Queens of the Stone Age wordt beschouwd als een veelbelovende band voor de langere termijn. Met zijn derde album Songs for the Deaf dat vorig jaar verscheen, bereikte hij zijn grote doorbraak en ontving hij veel lof van zowel publiek als critici. Een aantal journalisten betitelde de muziek van de band zelfs als standaard voor de rockmuziek. De groep weet als geen andere ruig en rustig, hard en zacht aan elkaar te koppelen. De manier waarop Queens of the Stone Age gestructureerd lawaai produceert met zoveel verschillende facetten mag naar de huidige maatstaven (waarin «metal-eenheidsworst» nog steeds de boventoon lijkt te voeren) redelijk uniek worden genoemd.

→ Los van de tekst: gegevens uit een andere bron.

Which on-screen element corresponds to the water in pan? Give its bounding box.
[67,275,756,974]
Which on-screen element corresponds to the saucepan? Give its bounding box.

Als je het criterium van de boomlange, roodharige Homme (type boerenzoon) als uitgangspunt moet nemen voor het luide en krachtige optreden, zouden vooral de jongens aan hun trekken hebben moeten komen. Dit is echter geenszins het geval. De Queens of the Stone Age weten in de Brixton Academy zichtbaar elke bezoeker te enthousiasmeren, ongeacht leeftijd of geslacht. De menigte verandert direct na aanvang in een springende, dansende massa als de band First It Givith inzet. Er wordt ook flink «gecrowdsurfd». Dat is voor een Nederlandse concertganger toch weer even wennen, aangezien de security-maffia van Mojo deze activiteit sinds een aantal jaren heeft verboden in ons land.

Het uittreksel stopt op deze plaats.